Situated on the Main Market Square, The Bonerowski Palace offers majestic views of the bustling heart of Kraków. This luxurious hotel is located near St. Mary’s Basilica, placing guests in close proximity to one of the city’s most iconic and famous landmarks. 

Mid-Range Hotels

Sky Hotel Krakow:

This Hotel offers stunning views of the city skyline. It’s located near the famous Wawel Castle, allowing guests to easily visit this historic landmark and explore the charming Old Town of Krakow with its rich culture.

Budget Hotels

B&B Hotel Krakow Centrum:

This budget hotel provides a convenient location near the city centre. While offering limited views, it is close to famous attractions, allowing guests to easily explore and experience Krakow’s vibrant culture and history during their stay.

Where To Eat

Enjoy traditional Polish dishes in local restaurants, including pierogi (dumplings), bigos (hunter’s stew), and kielbasa (sausage). The city also has a vibrant café culture, and you can sample delicious pastries and coffee in charming cafés.

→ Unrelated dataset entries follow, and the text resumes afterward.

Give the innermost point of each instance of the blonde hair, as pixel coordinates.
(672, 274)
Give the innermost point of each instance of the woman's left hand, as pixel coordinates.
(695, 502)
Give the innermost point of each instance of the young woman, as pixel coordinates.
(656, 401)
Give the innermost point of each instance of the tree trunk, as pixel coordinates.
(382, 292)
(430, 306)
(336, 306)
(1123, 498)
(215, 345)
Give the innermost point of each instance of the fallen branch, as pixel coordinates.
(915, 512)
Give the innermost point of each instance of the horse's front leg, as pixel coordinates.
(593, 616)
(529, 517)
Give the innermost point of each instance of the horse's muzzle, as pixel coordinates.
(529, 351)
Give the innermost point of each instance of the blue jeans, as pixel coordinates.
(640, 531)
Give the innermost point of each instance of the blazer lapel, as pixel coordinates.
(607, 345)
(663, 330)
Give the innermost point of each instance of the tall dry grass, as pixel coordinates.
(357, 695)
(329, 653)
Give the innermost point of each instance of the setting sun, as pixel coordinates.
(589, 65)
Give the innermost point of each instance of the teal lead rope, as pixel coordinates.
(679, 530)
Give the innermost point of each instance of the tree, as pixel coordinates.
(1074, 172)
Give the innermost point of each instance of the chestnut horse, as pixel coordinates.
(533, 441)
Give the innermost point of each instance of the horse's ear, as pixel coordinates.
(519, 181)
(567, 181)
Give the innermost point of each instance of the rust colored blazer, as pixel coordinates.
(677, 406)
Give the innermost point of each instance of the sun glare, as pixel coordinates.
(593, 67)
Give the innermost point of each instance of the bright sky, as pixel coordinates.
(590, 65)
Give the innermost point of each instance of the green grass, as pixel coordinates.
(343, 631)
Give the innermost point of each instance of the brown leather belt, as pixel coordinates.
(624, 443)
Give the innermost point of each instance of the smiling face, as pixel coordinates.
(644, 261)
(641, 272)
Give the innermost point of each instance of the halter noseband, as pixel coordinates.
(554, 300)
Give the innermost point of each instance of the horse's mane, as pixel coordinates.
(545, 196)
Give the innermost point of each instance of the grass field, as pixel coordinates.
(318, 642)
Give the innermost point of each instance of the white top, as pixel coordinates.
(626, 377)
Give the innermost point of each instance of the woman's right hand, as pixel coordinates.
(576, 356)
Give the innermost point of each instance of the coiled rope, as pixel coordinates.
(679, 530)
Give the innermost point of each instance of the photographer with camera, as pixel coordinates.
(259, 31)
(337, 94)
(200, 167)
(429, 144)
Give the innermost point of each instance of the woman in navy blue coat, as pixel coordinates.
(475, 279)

Starka Restaurant: Located in the heart of the Old Town, Starka is known for its traditional Polish cuisine and cosy ambience. They offer a variety of hearty dishes, including pierogi, roasted meats, and traditional soups.

Pod Aniolami: This charming restaurant is situated in a historic building near the Main Market Square. It specializes in Polish and European cuisine, serving dishes made from locally sourced ingredients. The elegant setting and attentive service create a memorable dining experience.

Chimera Resto Bar: Chimera Resto Bar, situated in a contemporary art nouveau structure near Planty Park, presents a fusion of Polish and international cuisine. With a diverse menu featuring an assortment of dishes, from mouthwatering steaks and seafood to delectable vegetarian options, each prepared using top-notch ingredients. It promises a culinary experience of the highest calibre.

Bar Mleczny Pod Temidą: Bar Mleczny (Milk Bar) Pod Temidą is a traditional Polish cafeteria-style eatery. It offers affordable, home-style Polish dishes, including pierogi, soups, and main courses. The no-frills atmosphere adds to the authentic experience.

Final Thoughts

Kraków is a city that combines its rich history, stunning architecture, and vibrant cultural scene to create an unforgettable travel experience. From exploring the medieval streets of the Old Town to discovering the depths of its Jewish heritage and reflecting on the poignant lessons of the past, Kraków will leave an indelible impression on your heart. So, pack your bags, embark on this remarkable journey, and let the enchanting charms of Kraków captivate you.